We all hold a lot of beliefs about writing, especially what “good writing” is and how it ought to be taught. But what if a lot of our assumptions are wrong?
That’s the premise of Bad Ideas About Writing (2017), a collection of essays that is also available as a podcast. Lydia Wilkes, who earned her Ph.D. here at IU and now directs Core Composition at Auburn University, first brought this book to my attention. She has first-year writing students read (or listen to) chapters and respond. Dr. Wilkes observes, “What I saw most of all was students who believed they were bad writers realizing that they’ve been hampered by these bad ideas and beginning to repair their relationship with the activity of writing. It was so exciting to see this transformation of their writing identities.”
Is there anything more exciting to a curious person than having an assumption unsettled and thus seeing the world anew? I think the same applies to our teaching traditions. We all benefit from challenges to routine thinking, me included!
If you agree, consider joining the Campus Writing Program’s upcoming Faculty Reading Group or Graduate Student Learning Community. In both, Bad Ideas About Writing will launch our discussions, helping us tackle intriguing questions around how people (learn to) write. Read on for a preview!
No one knows how to write well “in general.” From childhood, I was told I had a knack for writing—that I am a “good writer.” This idea of writing as innate talent caused some confusion when I encountered new writing contexts and initially struggled. If writing’s the thing I’m best at, why is this so hard?! Here’s why: all writing is always done for a specific purpose and audience. For each new writing context we encounter, whether in school or our profession, we will need time to try, fail, and try again. Accepting this (painful) reality can help us overcome the frustrating notion that “students should have already learned how to write before I get them in class,” as well as the idea that only select people can be “good writers.” See the bad ideas “You Can Learn to Write in General” by Elizabeth Wardle and “Writing Knowledge Transfers Easily” by Ellen C. Carillo.
Writing is a process—but the product still matters a lot. To help students learn how to craft complex projects over time rather than throwing something together right before it’s due, many instructors scaffold writing assignments, with deadlines for proposals, drafts, peer reviews, and eventually the final submission.
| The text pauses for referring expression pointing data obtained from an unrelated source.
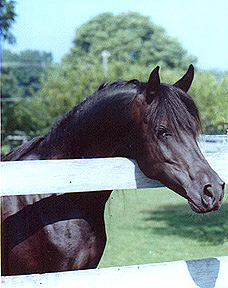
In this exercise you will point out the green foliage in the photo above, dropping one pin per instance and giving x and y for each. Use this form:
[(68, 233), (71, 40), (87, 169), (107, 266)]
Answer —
[(130, 38), (7, 18), (136, 46), (157, 225), (26, 68), (211, 96), (20, 78)]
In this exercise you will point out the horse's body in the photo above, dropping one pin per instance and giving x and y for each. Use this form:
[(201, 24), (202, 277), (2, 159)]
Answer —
[(154, 123)]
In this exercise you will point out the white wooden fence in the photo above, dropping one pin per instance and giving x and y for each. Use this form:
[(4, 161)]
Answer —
[(86, 175)]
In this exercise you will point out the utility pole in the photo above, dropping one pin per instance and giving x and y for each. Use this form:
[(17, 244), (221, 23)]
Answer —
[(105, 55)]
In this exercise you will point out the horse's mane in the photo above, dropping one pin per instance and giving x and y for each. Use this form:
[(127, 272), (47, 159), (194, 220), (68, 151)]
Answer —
[(170, 104), (21, 150), (173, 106)]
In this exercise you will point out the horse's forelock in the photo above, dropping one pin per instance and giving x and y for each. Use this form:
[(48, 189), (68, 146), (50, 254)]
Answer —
[(176, 108)]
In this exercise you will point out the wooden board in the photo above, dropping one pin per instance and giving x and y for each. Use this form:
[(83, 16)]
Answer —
[(210, 272), (60, 176)]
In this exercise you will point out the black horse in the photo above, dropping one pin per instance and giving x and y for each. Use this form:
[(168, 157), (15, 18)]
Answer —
[(154, 123)]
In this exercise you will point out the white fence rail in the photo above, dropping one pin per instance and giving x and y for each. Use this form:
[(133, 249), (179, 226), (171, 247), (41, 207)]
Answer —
[(81, 175), (204, 273), (40, 177)]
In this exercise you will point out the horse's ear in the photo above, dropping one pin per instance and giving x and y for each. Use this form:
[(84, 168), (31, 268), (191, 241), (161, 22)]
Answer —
[(185, 82), (152, 85)]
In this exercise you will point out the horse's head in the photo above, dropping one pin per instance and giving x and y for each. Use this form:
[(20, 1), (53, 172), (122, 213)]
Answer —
[(168, 151)]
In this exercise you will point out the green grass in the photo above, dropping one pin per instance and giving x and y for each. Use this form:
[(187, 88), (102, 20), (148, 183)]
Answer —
[(157, 225)]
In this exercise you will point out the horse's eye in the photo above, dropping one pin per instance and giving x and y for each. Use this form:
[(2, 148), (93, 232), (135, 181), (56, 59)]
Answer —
[(162, 132)]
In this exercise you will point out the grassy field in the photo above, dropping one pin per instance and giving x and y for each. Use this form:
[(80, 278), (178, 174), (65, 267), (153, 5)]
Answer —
[(157, 225)]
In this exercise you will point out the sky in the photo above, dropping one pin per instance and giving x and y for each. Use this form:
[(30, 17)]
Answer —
[(201, 26)]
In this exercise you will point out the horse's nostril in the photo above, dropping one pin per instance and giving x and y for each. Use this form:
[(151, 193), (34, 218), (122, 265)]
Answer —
[(207, 197), (208, 191)]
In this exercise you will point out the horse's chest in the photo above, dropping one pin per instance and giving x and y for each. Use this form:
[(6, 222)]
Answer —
[(67, 245)]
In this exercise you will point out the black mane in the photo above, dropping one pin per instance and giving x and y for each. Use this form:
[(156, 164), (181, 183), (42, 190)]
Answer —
[(173, 106), (111, 102)]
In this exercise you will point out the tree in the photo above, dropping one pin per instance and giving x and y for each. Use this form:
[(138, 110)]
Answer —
[(20, 78), (130, 38), (7, 18)]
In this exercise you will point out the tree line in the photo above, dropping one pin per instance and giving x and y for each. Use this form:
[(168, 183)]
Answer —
[(46, 91)]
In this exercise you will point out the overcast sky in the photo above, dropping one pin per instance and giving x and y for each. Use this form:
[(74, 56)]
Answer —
[(201, 26)]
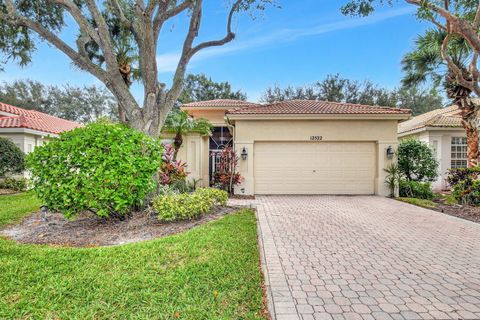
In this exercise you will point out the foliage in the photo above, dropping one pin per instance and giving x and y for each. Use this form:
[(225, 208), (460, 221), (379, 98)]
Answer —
[(12, 159), (181, 123), (417, 161), (465, 186), (226, 177), (184, 206), (15, 184), (209, 270), (392, 178), (81, 104), (199, 87), (415, 189), (15, 207), (339, 89), (172, 171), (104, 168), (424, 203)]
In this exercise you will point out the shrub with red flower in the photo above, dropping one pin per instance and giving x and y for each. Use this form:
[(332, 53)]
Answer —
[(171, 170), (225, 176)]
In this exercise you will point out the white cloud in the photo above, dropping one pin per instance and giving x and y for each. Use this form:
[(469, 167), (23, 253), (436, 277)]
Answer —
[(168, 62)]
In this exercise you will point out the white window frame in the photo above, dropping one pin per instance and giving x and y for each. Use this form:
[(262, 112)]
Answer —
[(458, 152)]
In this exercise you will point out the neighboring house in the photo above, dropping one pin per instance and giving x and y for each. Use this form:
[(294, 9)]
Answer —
[(28, 128), (442, 130), (297, 147)]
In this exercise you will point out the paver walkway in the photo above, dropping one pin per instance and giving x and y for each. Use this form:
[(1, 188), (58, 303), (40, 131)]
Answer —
[(360, 257)]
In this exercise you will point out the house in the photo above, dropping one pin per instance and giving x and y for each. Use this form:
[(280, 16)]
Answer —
[(442, 130), (30, 128), (297, 147)]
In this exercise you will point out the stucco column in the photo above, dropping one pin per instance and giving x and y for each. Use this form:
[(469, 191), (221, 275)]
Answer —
[(383, 162), (245, 168)]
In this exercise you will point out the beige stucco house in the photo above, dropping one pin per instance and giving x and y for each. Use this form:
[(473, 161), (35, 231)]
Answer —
[(297, 147), (442, 130), (29, 128)]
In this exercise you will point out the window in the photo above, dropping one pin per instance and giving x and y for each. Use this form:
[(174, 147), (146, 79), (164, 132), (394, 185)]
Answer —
[(458, 152)]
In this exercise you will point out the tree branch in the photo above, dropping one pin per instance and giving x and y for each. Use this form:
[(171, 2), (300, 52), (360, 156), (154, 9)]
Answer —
[(117, 9), (459, 26), (78, 59), (164, 14), (228, 37)]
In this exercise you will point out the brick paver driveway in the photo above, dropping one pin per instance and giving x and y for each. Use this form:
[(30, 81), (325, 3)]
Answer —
[(362, 257)]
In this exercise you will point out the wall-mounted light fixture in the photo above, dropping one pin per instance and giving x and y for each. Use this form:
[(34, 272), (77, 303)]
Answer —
[(390, 152), (244, 154)]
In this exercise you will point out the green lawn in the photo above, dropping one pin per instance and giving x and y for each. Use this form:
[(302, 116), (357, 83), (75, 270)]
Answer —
[(419, 202), (209, 272)]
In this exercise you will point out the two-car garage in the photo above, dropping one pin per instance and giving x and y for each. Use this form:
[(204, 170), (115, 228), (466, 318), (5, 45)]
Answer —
[(314, 147), (314, 167)]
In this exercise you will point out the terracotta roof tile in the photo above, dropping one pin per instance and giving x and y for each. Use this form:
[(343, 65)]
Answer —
[(228, 103), (445, 117), (31, 119), (317, 107)]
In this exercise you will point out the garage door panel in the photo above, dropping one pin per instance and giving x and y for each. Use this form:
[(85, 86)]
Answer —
[(314, 168)]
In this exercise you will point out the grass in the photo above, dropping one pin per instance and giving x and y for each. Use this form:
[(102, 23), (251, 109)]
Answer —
[(209, 272), (14, 207), (419, 202)]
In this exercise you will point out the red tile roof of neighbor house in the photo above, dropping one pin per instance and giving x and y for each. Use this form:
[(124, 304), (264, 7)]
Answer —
[(30, 119), (448, 117), (316, 107), (218, 103)]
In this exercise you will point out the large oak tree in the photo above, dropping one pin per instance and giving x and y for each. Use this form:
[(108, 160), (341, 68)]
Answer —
[(140, 21)]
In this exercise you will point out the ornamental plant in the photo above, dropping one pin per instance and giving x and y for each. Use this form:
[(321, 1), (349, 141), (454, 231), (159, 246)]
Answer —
[(172, 206), (171, 170), (11, 158), (416, 161), (104, 168), (226, 177)]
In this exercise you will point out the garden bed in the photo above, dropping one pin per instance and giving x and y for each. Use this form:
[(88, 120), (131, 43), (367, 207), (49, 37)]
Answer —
[(88, 230), (464, 212)]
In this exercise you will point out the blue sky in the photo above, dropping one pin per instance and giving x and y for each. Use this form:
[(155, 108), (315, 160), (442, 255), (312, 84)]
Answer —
[(299, 43)]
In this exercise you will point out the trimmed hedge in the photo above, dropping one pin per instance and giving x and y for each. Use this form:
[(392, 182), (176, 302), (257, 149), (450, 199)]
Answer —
[(104, 168), (415, 189), (185, 206)]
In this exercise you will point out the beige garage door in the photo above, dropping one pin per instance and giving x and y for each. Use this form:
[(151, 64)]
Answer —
[(314, 167)]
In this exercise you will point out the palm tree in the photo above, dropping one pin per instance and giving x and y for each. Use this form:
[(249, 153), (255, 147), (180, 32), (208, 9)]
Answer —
[(425, 63), (181, 123)]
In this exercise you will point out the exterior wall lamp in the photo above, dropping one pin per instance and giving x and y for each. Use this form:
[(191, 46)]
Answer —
[(244, 154), (390, 152)]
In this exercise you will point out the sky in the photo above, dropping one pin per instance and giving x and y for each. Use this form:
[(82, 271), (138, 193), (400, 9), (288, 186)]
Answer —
[(299, 43)]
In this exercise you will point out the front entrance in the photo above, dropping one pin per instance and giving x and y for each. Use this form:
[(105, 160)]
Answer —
[(220, 139)]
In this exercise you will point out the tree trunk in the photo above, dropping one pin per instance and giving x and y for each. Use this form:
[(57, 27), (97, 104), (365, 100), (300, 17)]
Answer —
[(177, 143), (472, 142)]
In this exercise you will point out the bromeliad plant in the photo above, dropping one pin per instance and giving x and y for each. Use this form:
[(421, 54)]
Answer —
[(172, 171), (225, 176)]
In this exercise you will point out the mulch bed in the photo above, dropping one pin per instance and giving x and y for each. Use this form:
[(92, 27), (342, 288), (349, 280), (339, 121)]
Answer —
[(7, 192), (88, 230), (464, 212)]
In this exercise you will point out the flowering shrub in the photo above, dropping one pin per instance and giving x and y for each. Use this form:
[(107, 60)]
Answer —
[(226, 177), (465, 186), (172, 171), (172, 206), (103, 168)]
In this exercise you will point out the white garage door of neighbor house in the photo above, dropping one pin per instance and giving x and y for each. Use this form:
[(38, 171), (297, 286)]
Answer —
[(314, 167)]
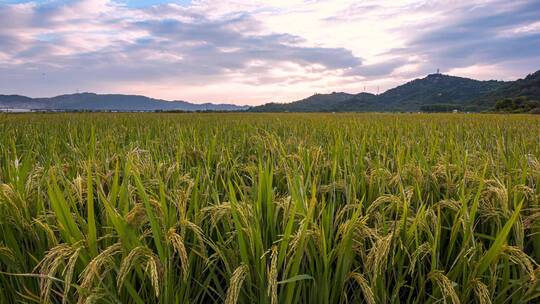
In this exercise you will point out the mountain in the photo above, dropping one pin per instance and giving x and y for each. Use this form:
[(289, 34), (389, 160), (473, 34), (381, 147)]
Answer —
[(528, 88), (433, 92), (108, 102), (314, 103)]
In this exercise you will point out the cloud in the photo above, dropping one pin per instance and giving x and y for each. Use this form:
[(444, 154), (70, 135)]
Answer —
[(254, 51)]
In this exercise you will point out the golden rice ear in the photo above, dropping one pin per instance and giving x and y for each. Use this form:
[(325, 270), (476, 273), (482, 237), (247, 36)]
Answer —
[(445, 286), (273, 277), (378, 255), (177, 243), (51, 263), (369, 297), (235, 284), (96, 269), (520, 258), (145, 258), (481, 291)]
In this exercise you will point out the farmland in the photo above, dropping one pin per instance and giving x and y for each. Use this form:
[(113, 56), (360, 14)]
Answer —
[(269, 208)]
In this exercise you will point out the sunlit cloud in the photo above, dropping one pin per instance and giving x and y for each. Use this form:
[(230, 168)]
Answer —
[(252, 52)]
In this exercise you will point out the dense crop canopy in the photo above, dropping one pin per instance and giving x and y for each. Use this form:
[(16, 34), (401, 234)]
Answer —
[(269, 208)]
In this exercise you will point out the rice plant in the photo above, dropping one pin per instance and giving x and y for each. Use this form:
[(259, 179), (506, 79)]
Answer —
[(269, 208)]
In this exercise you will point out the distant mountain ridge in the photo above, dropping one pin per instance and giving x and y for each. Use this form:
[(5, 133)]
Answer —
[(108, 102), (435, 91)]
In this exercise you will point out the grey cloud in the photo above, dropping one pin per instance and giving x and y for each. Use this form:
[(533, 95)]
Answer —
[(478, 36)]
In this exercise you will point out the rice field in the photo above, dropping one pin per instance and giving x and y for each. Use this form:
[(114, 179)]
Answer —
[(269, 208)]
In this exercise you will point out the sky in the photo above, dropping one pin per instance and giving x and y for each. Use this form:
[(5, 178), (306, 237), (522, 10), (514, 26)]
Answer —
[(253, 52)]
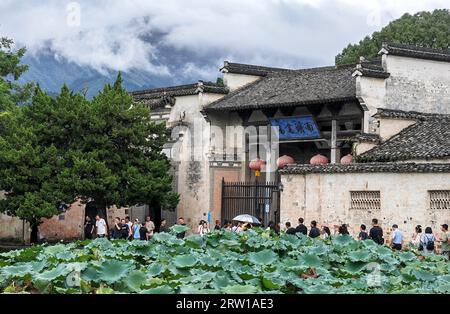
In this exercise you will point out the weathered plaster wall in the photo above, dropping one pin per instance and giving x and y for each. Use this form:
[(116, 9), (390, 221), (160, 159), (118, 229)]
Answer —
[(326, 198), (416, 84)]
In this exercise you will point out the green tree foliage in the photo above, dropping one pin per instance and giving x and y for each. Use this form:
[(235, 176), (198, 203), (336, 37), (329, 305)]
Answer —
[(10, 70), (425, 29), (66, 148)]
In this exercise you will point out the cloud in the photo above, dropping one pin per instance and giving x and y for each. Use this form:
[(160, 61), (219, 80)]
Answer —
[(141, 34)]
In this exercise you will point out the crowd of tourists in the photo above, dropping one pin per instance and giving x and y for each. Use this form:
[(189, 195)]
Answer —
[(423, 240)]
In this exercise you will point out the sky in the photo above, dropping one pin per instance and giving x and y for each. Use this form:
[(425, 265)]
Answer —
[(198, 35)]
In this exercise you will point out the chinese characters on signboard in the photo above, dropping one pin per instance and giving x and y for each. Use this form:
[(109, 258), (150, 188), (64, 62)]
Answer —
[(296, 127)]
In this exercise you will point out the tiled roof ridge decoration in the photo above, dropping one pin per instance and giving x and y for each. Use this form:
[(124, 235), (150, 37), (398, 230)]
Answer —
[(367, 168), (370, 68), (258, 70), (428, 138), (182, 90), (249, 69), (368, 137), (291, 88), (411, 51), (413, 115)]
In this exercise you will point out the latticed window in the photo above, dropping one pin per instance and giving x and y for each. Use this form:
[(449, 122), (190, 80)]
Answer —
[(440, 199), (366, 200)]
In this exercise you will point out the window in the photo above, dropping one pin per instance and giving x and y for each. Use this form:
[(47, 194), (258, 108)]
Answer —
[(439, 199), (366, 200)]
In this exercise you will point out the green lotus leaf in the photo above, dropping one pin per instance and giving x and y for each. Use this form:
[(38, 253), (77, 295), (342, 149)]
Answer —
[(355, 267), (318, 289), (185, 261), (264, 257), (135, 279), (58, 271), (158, 290), (195, 241), (112, 271), (423, 275), (178, 228), (359, 256), (407, 256), (155, 269), (240, 289), (310, 260)]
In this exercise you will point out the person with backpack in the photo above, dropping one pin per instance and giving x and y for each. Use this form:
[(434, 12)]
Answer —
[(397, 238), (363, 233), (376, 233), (427, 241)]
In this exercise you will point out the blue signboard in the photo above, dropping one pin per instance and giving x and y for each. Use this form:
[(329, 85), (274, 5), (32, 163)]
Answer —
[(296, 127)]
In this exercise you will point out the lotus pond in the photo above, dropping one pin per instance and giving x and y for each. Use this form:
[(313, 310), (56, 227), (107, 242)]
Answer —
[(222, 262)]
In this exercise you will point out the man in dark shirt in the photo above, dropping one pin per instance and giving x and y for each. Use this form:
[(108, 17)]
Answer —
[(124, 229), (376, 233), (289, 229), (143, 232), (301, 228), (314, 232), (181, 234)]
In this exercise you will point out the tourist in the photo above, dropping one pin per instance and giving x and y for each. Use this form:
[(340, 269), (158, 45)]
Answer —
[(362, 233), (397, 238), (136, 230), (115, 232), (124, 230), (445, 241), (228, 225), (301, 228), (100, 224), (163, 226), (150, 227), (325, 232), (290, 229), (376, 233), (182, 234), (88, 228), (343, 230), (203, 228), (143, 232), (427, 241), (417, 236), (314, 232), (130, 227), (236, 227), (273, 227)]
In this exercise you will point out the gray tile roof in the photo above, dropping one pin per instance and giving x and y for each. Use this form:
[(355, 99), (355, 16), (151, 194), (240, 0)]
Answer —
[(249, 69), (367, 168), (368, 137), (293, 87), (409, 115), (416, 52), (428, 138), (181, 90)]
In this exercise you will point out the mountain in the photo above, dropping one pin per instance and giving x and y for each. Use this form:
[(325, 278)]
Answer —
[(51, 72)]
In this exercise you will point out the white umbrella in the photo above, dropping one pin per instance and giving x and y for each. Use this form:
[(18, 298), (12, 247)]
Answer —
[(247, 218)]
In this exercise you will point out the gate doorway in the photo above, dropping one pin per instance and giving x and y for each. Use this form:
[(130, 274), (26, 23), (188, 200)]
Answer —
[(259, 199)]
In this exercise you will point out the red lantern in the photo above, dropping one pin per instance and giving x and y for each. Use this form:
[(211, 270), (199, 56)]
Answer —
[(256, 165), (319, 160), (284, 160), (347, 159)]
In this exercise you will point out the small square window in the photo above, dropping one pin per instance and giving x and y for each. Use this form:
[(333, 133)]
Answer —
[(365, 200), (439, 199)]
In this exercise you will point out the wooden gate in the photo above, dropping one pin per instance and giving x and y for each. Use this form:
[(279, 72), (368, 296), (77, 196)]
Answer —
[(259, 199)]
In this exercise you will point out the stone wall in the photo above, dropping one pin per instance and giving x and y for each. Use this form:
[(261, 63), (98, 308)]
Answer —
[(326, 198)]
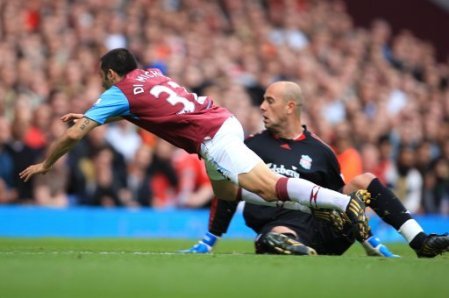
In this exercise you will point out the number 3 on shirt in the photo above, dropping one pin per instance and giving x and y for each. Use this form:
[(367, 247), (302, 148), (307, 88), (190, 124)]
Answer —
[(174, 98)]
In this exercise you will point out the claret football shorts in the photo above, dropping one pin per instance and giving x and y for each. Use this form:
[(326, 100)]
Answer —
[(226, 155)]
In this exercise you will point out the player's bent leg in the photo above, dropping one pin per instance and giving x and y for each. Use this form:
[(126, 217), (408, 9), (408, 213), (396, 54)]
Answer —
[(281, 244), (433, 245), (225, 190), (361, 181)]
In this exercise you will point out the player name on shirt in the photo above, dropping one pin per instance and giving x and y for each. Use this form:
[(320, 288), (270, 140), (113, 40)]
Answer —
[(280, 169)]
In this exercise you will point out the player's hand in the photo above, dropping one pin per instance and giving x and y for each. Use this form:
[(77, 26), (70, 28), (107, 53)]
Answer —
[(203, 246), (71, 116), (29, 172), (375, 248)]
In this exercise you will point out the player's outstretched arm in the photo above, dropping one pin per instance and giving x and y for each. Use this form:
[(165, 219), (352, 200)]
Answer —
[(60, 147)]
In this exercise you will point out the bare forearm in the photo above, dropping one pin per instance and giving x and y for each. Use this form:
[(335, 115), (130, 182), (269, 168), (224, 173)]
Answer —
[(58, 149)]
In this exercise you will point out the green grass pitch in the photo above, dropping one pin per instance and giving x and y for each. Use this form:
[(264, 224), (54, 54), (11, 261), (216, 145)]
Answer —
[(151, 268)]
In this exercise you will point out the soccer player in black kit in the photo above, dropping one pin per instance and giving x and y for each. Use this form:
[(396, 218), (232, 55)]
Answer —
[(289, 149)]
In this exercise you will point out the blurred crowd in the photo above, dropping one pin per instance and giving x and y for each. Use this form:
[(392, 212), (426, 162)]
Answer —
[(381, 100)]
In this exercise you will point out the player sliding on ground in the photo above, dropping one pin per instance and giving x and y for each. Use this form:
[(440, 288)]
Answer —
[(157, 104), (288, 147)]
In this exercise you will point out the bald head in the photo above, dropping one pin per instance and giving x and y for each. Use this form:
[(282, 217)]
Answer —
[(281, 109), (290, 91)]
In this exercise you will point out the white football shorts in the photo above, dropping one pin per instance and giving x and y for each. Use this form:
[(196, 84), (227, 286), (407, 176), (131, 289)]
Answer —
[(226, 155)]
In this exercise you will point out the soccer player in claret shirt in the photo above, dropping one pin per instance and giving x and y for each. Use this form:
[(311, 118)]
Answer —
[(288, 148), (156, 103)]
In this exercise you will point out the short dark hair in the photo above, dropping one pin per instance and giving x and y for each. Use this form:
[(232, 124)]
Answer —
[(119, 60)]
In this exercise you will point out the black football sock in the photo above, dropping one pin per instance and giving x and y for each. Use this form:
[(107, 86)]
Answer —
[(385, 203), (220, 216)]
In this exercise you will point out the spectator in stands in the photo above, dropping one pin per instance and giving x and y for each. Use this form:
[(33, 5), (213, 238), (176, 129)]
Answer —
[(380, 83)]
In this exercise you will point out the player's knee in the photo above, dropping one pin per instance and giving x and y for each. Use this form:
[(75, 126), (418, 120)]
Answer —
[(284, 230), (362, 181)]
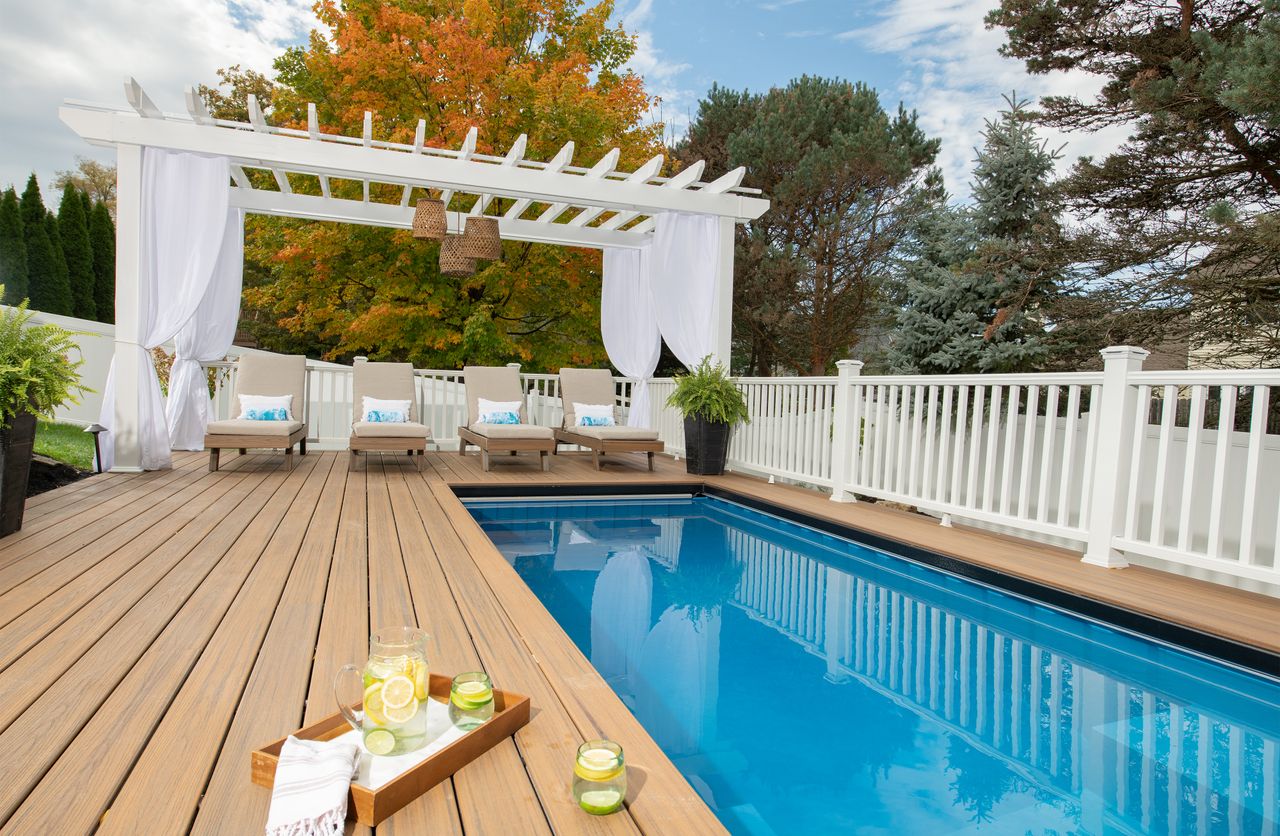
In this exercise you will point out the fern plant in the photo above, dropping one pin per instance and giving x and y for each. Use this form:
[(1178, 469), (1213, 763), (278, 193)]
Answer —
[(37, 373), (708, 393)]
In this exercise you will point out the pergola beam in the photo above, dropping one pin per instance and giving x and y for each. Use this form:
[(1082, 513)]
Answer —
[(333, 159), (373, 214)]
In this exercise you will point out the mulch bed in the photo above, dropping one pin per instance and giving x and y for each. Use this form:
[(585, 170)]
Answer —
[(48, 474)]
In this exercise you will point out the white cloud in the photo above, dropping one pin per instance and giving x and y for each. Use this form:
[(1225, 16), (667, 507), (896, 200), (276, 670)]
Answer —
[(661, 74), (69, 49), (955, 77)]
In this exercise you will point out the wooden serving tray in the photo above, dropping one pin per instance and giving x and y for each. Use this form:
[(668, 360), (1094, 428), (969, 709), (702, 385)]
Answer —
[(370, 807)]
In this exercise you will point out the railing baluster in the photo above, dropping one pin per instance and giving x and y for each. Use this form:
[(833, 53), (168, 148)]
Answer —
[(1223, 442), (1253, 461), (1196, 423)]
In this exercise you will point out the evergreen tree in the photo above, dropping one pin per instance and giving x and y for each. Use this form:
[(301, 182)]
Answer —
[(59, 292), (974, 289), (101, 233), (73, 233), (13, 250), (41, 256)]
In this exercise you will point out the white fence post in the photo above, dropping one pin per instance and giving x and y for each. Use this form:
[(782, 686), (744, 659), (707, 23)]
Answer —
[(1112, 453), (844, 435)]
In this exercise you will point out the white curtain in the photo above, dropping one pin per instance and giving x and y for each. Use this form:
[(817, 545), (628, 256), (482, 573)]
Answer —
[(682, 278), (205, 338), (629, 324), (184, 200)]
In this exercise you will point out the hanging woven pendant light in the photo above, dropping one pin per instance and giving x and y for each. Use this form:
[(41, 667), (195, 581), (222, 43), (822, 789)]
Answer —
[(452, 261), (429, 220), (481, 240)]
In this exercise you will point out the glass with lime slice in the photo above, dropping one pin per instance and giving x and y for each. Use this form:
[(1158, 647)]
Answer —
[(599, 777), (470, 699)]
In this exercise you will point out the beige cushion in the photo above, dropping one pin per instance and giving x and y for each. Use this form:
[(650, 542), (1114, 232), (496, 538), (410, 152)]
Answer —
[(376, 429), (586, 385), (616, 433), (512, 430), (273, 374), (237, 426), (493, 383), (383, 380)]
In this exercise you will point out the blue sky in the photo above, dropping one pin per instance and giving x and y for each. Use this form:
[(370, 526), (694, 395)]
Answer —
[(935, 55)]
I found that creating lots of milestones helped my students manage their time and think more deeply about their ideas. Yet, focusing on process has some potential pitfalls. For one, students might get the false message that there’s a single correct writing process: first brainstorm, then outline, then draft, then revise, then edit. This linear approach doesn’t work for everyone. Plus, emphasizing process can make the product seem unimportant—but completing writing tasks efficiently really does matter! Dig into the bad ideas “The More Writing Process, the Better” (Jimmy Butts) and “Formal Outlines Are Always Useful” (Kristin Milligan).
Transparent assessment is ideal, but rubrics aren’t necessarily best. I was trained to always talk with my students about evaluation criteria, and to illustrate those criteria concretely by assessing samples in class. These approaches make a course more transparent, with students understanding the instructor’s standards. Yet, I still felt that grading writing was uncomfortably subjective. So, I set up analytic rubrics in Canvas, grids where I would select a score for every criterion and thus generate an overall grade. It actually took a lot of work to get the points in the rubric just right so I’d end up with the grade I intuited the paper should earn. Using rubrics made grading feel more objective and precise, and indeed, they can contribute to more transparent teaching and streamlined grading. But they can also reduce writing to mechanically obeying a checklist, turning an art into a formula. It all depends on how they’re constructed and communicated to students. For both sides of the story, see “Rubrics Save Time and Make Grading Criteria Visible” by Anne Leahy and “Rubrics Oversimplify the Writing Process” by Crystal Sands. On the grading of writing, consider the bad ideas “Grading Has Always Made Writing Better” (Mitchell James) and “Student Writing Must be Graded by the Teacher” (Christopher R. Friend).
Focusing on generational differences in writing habits can alienate us from our students. I was in grad school by the time I got my first smartphone. In comparison, the Gen Z students I’ve taught for the past decade seem to have been constantly connected to the Internet from birth—so they should already be adept at navigating just about any app and composing digital texts, right? Well, in practice, I realized I need to walk students through using features of word processing software that I consider important for communicating effectively (e.g., Spell Check to catch typos, heading styles for accessibility). Phill Michael Alexander suggests we banish the bad idea of “Digital Natives and Digital Immigrants.”